Sonderausstellung im Lohrer Schulmuseum
vom 14. Dez. 2008 bis 25. Okt. 2009
rechte Masche -- linke Masche
Zur Geschichte des Handarbeitsunterrichts

Handarbeiten-Sammlung aus Hof (Ofr) für das Lohrer Schulmuseum
Foto: Links: Runhild Laubmann, Mitglied des Stadtrates Hof
Runhild Laubmann, Mitglied des Stadtrates Hof (FAB-Stadtratsfraktion),
und Monika Stenger, Ehefrau von Eduard Stenger

Eine freudige Überraschung erlebte das Ehepaar Stenger, Leiter des Schulmuseums in Lohr a.Main, Ortsteil Sendelbach: Aus Hof in Oberfranken kam Frau Runhild Laubmann mit ihrer interessanten und umfangreichen Sammlung alter Handarbeiten als Geschenk. Ihre Patin, Frau Luise Unger aus Karbach hatte ihr einen Zeitungsausschnitt geschickt mit dem Hinweis auf die derzeitige Sonderausstellung "rechte Masche-linke Masche, Geschichte des Handarbeitsunterrichts". Nach eingehender Besichtigung des Museums wusste Frau Laubmann ihre Sammlung in sehr guten Händen, denn im Hofer Museum bayerisches Vogtland
befinden sich schon sehr ähnliche Arbeiten. Zu jedem Stück ihrer Sammlung konnte sie eine Geschichte erzählen oder
den historischen Hintergrund erklären. Sie brachte z. B. einige Stick-, Näh- und Strickmustertücher mit, die ihre Großmutter Ella Dietlein zur Schulzeit gefertigt hatte. "E.D. 1902" auf den Tüchern ist die Abkürzung für Ella Dietlein im Jahr 1902. Diese war die Cousine des Hofer Chronisten Ernst Dietlein und zum Zeitpunkt der Anfertigung der Stücke erst 12 Jahre alt.

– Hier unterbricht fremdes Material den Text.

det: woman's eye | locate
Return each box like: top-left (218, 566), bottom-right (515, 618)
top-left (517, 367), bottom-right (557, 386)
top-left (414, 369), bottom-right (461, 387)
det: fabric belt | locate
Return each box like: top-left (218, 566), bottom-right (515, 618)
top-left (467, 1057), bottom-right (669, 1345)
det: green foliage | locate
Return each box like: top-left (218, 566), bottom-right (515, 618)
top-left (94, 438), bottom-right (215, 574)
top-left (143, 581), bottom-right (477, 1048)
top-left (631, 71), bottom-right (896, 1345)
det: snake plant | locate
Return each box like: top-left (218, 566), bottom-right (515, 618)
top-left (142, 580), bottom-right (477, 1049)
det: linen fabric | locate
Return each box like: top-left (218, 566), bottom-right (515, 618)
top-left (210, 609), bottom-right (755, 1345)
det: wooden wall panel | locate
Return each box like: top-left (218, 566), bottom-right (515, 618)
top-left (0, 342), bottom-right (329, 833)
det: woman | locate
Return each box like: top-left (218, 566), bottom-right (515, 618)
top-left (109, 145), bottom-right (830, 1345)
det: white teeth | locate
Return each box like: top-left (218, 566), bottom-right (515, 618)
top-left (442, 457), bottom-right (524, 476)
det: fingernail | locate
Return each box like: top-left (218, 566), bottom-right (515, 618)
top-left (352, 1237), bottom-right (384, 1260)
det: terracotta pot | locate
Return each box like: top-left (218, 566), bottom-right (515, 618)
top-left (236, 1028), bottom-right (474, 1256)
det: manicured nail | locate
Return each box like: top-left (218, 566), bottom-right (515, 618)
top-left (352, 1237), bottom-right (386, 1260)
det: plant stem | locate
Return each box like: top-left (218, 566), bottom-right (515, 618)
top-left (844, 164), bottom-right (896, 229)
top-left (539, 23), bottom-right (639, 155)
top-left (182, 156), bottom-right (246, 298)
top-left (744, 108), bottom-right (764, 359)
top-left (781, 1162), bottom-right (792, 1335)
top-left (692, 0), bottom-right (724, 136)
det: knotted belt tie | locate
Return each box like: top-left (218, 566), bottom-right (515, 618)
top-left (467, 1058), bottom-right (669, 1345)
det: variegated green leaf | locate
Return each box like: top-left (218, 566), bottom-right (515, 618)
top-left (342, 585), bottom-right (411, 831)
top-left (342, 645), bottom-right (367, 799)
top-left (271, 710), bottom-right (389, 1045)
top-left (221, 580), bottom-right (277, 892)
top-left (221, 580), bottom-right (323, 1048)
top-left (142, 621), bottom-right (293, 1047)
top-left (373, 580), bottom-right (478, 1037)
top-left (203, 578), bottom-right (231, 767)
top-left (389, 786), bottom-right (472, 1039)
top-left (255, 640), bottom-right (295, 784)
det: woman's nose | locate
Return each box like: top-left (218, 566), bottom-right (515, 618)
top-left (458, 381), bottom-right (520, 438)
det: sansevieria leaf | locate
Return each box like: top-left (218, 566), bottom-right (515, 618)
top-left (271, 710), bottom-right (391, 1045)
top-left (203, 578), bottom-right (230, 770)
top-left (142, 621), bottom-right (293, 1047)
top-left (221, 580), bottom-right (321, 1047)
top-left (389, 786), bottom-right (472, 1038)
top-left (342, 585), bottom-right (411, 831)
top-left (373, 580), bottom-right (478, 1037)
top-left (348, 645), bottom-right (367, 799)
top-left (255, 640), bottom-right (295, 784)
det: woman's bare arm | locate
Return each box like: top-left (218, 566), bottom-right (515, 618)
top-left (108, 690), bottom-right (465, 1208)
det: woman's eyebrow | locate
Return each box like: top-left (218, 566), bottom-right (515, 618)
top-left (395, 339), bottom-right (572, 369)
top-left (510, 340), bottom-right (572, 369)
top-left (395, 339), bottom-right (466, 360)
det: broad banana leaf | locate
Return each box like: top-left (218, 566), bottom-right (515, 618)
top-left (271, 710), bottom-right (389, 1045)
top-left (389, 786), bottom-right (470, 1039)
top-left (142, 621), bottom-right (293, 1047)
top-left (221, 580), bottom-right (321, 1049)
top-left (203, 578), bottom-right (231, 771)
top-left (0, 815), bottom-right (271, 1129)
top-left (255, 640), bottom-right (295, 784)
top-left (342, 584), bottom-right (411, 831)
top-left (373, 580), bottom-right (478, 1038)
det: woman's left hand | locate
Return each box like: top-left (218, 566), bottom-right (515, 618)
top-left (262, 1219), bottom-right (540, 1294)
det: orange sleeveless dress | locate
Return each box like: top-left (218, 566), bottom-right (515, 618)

Damals war es üblich, dass die jungen Mädchen in allen handarbeitlichen Fertigkeiten geschult wurden. Die Aussteuer musste "gezeichnet", d. h. mit Initialen versehen und teils sogar nummeriert werden. Die tüchige Hausfrau zählte nämlich nach der Wäsche ihre Stücke genau nach, versah sie mit einem Band und so kam die Wäsche auch wieder in den Schrank. War ein Wäschestück zerrissen, so musste es möglichst unauffällig geflickt oder ein Stück Stoff eingesetzt werden. Auch das wurde anhand von Probemustern geübt.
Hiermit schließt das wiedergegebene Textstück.